Monday, May 20, 2019

Deputy Mayor of Hell’s Kitchen



I.

A small leather case. Corners worn. Nestled inside is a small silver badge that reads: R. Cohen, Deputy Mayor of Hell’s Kitchen.

II.

It really is the small things that cut the deepest. For the last few days I have been decluttering and cleaning as I ready the house for sale. It’s a hard decision to leave the home Rob, Devon and I made here for nearly twenty years. But it’s time. It’s hard to say how I know that to be true, but I do.

Rob left me with so much to get rid of, to organize, and to pack. I had forgotten the badge and found it early this morning. I don’t remember the whole story, but on W. 36th Street between Tenth and Eleventh Avenues, Rob’s family’s business was located. The business passed from his grandfather to his father and eventually to him.

Rob grew up knowing all the locals in that neighborhood. Frank McGinnity, who lost a foot to diabetes, dubbed himself the Mayor of Hell’s Kitchen twenty years before the start of gentrification would change that place from working class poor Irish to young urban professional.
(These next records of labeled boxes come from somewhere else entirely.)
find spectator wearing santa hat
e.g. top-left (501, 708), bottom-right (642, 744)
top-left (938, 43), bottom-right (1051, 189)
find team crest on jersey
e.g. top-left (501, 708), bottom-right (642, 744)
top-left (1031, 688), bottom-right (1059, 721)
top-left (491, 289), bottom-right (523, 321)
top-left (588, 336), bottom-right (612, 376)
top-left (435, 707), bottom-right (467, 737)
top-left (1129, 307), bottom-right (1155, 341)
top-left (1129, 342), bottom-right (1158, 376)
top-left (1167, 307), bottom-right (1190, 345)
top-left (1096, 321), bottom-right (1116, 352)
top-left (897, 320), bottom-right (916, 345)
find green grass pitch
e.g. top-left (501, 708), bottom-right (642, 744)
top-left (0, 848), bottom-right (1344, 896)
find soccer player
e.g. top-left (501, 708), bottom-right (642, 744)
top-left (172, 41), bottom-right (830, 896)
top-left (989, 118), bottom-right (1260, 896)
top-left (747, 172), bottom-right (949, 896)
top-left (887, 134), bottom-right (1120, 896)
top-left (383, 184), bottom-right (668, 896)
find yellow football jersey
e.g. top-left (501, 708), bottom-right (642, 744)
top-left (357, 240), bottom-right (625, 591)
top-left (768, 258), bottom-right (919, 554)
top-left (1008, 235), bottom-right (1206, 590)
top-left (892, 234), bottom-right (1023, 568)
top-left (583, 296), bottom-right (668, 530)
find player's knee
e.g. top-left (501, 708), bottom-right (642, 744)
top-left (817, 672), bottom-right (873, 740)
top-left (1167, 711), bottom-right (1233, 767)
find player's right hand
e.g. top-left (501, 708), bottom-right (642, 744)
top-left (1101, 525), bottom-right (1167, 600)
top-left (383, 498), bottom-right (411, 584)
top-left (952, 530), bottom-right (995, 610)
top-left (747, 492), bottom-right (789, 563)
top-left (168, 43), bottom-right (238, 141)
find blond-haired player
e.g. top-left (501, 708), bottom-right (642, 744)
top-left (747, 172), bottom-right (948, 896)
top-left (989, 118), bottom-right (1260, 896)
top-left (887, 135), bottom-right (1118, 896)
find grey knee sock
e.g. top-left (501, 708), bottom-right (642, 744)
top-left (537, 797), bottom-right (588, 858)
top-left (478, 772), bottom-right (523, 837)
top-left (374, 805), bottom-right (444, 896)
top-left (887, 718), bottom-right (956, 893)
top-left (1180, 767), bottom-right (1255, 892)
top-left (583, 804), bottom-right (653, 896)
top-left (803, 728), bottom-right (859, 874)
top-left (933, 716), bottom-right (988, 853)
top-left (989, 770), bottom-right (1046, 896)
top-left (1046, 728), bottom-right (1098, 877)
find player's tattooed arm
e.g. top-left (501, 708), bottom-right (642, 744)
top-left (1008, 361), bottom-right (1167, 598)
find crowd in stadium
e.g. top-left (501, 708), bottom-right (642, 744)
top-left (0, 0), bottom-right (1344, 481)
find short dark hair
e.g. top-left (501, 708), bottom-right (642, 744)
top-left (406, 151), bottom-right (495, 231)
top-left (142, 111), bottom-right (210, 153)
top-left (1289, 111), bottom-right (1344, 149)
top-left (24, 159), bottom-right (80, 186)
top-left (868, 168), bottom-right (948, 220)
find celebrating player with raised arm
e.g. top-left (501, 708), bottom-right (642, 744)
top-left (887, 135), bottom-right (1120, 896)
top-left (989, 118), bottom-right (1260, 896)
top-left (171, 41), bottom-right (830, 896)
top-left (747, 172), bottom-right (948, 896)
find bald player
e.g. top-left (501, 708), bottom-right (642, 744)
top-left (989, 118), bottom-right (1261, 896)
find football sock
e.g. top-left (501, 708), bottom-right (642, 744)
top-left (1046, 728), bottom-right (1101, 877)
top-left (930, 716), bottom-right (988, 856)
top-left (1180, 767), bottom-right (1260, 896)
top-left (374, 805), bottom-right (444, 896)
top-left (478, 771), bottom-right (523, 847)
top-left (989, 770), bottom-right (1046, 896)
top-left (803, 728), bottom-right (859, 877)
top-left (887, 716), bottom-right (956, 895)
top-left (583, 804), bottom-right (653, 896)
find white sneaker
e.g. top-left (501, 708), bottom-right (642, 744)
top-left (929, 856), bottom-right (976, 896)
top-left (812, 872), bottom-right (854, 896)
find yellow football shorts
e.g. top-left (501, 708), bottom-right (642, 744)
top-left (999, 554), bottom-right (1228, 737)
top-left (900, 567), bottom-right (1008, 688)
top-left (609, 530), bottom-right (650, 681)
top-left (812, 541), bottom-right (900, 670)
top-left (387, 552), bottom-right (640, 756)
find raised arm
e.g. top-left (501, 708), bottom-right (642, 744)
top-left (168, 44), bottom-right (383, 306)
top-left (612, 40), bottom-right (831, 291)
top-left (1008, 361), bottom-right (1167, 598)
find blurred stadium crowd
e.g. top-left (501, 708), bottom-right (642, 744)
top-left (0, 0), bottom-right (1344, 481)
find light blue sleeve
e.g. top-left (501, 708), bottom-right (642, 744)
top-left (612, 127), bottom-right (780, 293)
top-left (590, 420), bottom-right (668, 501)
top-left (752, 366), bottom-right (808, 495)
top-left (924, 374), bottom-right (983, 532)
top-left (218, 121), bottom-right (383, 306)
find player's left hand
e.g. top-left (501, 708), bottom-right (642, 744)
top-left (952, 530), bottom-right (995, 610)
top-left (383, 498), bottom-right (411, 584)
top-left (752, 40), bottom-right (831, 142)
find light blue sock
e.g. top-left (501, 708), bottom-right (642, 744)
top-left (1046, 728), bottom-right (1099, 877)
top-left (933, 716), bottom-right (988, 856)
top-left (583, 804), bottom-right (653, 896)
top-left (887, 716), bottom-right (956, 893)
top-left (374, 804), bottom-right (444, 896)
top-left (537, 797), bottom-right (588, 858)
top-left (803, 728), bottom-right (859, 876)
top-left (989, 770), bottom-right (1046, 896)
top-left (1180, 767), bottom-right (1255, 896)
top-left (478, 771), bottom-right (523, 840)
By the time that change was happening, Rob had sold the building to a Gay Church and left the family business to teach. He was forty.

One afternoon, when Rob was in his early 20s,  McGinnity called him over to the stoop where Frank sat most afternoons and presented him with the badge. I’d like to tell you why, but I don’t remember that part of the story. What I do remember was that this small trinket was something my husband held on to through all his moves and ours. This ridiculous, undersized badge pleased him as did the stories of the neighborhood McGinnity would tell.

III.

Loss attaches itself to the things we love as if these trinkets might somehow embody the spirit of those gone. It finds expression in small objects that are easily lost and found on too-beautiful Sunday mornings when least expected.

More than three years have passed since Rob died. This morning I tucked away the badge, thinking it might be something Devon could want and feeling it gone from my hands, I broke down and cried.

Oddly, it was as if I was learning that Rob would never be coming back again.